To address these shortcomings, we can reformulate the problem and explicitly split the training tasks and the test tasks. Gym Retro is a test suite of over 1000 games created for this new problem formulation. Unlike previous RL efforts where the focus was achieving superhuman results on individual games, the focus of Gym Retro is solving previously unseen game as fast as a human given prior experience with similar games.

The Retro Contest earlier this year addressed a simplified, easier version of the challenge. Instead of creating an agent that can solve previously unseen games quickly, the goal was to create an agent that can solve previously unseen levels of Sonic the Hedgehog quickly. In this contest, the agents could train on the training levels as much as possible, but the agent could only train for a million steps (about 18 hours) on the hidden test levels. State-of-the-art methods such as Rainbow and PPO had subhuman performance. Joint PPO, a technique of training the agent in training levels and finetuning it in test levels, performed better, but still had a large performance gap from humans.

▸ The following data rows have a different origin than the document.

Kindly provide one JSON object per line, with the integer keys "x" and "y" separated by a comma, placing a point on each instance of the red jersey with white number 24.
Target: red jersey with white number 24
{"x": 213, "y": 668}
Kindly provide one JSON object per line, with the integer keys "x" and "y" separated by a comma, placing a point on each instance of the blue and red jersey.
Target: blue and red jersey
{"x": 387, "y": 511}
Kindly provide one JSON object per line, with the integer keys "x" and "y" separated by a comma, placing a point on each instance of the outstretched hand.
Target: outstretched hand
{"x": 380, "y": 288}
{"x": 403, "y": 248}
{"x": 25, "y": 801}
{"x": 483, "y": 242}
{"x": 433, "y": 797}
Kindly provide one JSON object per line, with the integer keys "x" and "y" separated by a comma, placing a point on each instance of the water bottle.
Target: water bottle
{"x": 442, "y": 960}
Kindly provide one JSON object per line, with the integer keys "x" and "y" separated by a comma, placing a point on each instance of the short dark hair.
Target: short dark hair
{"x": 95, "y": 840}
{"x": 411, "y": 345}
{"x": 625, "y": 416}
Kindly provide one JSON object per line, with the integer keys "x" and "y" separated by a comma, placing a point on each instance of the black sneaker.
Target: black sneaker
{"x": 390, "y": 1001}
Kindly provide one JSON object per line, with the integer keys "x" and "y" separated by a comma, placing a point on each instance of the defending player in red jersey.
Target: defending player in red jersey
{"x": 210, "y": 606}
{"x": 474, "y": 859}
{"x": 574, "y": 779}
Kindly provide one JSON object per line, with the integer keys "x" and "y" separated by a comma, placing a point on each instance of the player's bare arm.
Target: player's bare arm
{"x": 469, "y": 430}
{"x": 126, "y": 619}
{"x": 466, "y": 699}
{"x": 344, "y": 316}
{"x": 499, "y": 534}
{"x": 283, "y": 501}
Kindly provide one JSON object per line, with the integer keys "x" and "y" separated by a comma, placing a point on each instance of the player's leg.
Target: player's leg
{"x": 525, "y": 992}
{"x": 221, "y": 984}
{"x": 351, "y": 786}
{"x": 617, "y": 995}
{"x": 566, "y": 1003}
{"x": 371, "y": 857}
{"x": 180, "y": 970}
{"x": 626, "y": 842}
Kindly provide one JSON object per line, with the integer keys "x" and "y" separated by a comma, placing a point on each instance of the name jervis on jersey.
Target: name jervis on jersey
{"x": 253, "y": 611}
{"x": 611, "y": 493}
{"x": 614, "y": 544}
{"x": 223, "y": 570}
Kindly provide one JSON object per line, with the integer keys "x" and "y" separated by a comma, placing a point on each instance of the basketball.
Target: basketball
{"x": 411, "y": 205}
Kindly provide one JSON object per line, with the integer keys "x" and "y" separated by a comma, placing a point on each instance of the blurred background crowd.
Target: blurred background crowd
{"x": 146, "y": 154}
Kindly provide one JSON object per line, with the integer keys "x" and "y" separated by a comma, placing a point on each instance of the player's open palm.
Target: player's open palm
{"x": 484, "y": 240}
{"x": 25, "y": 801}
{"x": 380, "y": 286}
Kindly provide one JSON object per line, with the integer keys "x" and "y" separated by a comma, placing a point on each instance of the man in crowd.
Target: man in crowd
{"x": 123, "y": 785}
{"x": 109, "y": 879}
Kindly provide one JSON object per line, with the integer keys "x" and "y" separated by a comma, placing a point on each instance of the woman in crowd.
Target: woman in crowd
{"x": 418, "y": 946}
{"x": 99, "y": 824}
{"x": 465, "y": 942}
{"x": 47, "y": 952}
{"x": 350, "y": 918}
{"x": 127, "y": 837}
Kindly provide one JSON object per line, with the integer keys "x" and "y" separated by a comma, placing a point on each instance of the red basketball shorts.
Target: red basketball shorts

The top agents showed some interesting results. Some levels were solved in just 60 minutes of training (in wall-clock time).

Visualizing the solutions of the top 3 agents was also insightful. Red dots show earlier episodes on the test level, and the blue dots show later episodes.

### Future Work

A big challenge for Gym Retro is on successful transfer between games rather than just levels. Some promising techniques include better exploration techniques, unsupervised learning, or hierarchy. The RNN-based meta learning could also be improved to deal with long-time horizons.

It was great seeing so many participants of the Retro Contest coming up with creative solutions. We are excited to run more contests like the Retro Contest.